I didn't know that your bond rates were based on ours. That's weird. I'm sure there's a reason for it but it seems odd.

As far as the increase, since the fed funds rate was already trading well over the 0-.25 range, the fed hike was really over due. They have a fair amount of control over short maturities, much less as you go out to the long end.

I think the real issue with a hike is that it signals the fact that the fed will probably start to sell assets on their balance sheet and therefore shrinking the money supply as well as excess reserves.
 

Imp

Lifer
Feb 8, 2000
18,829
184
106
I didn't know that your bond rates were based on ours. That's weird. I'm sure there's a reason for it but it seems odd.

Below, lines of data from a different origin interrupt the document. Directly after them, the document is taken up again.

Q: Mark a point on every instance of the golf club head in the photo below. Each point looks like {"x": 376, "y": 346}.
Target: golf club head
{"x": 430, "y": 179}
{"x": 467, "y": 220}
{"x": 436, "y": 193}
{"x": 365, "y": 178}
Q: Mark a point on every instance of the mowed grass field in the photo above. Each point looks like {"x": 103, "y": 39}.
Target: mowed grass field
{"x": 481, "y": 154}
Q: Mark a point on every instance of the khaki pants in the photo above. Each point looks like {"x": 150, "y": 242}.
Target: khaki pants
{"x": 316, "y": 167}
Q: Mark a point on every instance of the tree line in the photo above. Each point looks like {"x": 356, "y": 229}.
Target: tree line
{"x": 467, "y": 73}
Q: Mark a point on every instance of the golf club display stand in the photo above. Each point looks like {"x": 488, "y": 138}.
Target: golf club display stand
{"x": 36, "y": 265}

I don't think it's a direct relationship, but it's probably to do with Canada's proximity to the U.S. and how the U.S. is its biggest trading partner.

Might also be that it's so easy to buy U.S. Treasuries in Canada -- I don't think I had to do anything extra to trade on U.S. markets and have no clue how to trade on any other foreign market. Essentially, why buy Canadian bonds for a crappier yield if U.S. Treasuries are a higher yield and so easy to buy?

Also, I think the statistic is that Canada's central bank has followed the U.S. Fed 90% of the time. Not this time though. It'll crash the housing market unless someone can explain how a country with average household incomes of ~$80k can afford average house prices of $450k. What's that? Debt is at 163.7% to income?
 

Charmonium

Diamond Member
May 15, 2015
9,595
2,958
136
That's interesting. Thanks.

It sounds like you have a housing bubble. I just hope most of your mortgages aren't adjustable rate. You really don't want to go through what the US has. Not that Canada was unscathed of course but at least your banking system didn't virtually collapse.
 

Imp

Lifer
Feb 8, 2000
18,829
184
106
Every "expert" in the world except for those in Canada with a vested interest in the Canadian housing industry seem to think so.

Edit: Forgot this from days ago. This is an amazing chart.

Here is a chart of west texas crude overlaid with a chart of the bloomberg commodities index. Do you see anything bullish at all on this chart?

http://stockcharts.com/h-sc/ui?s=%24WTIC&p=W&st=2000-06-24&en=200-06-24&id=p45477903322

What that chart tells me is that oil is 100% overpriced relative to all other commodities.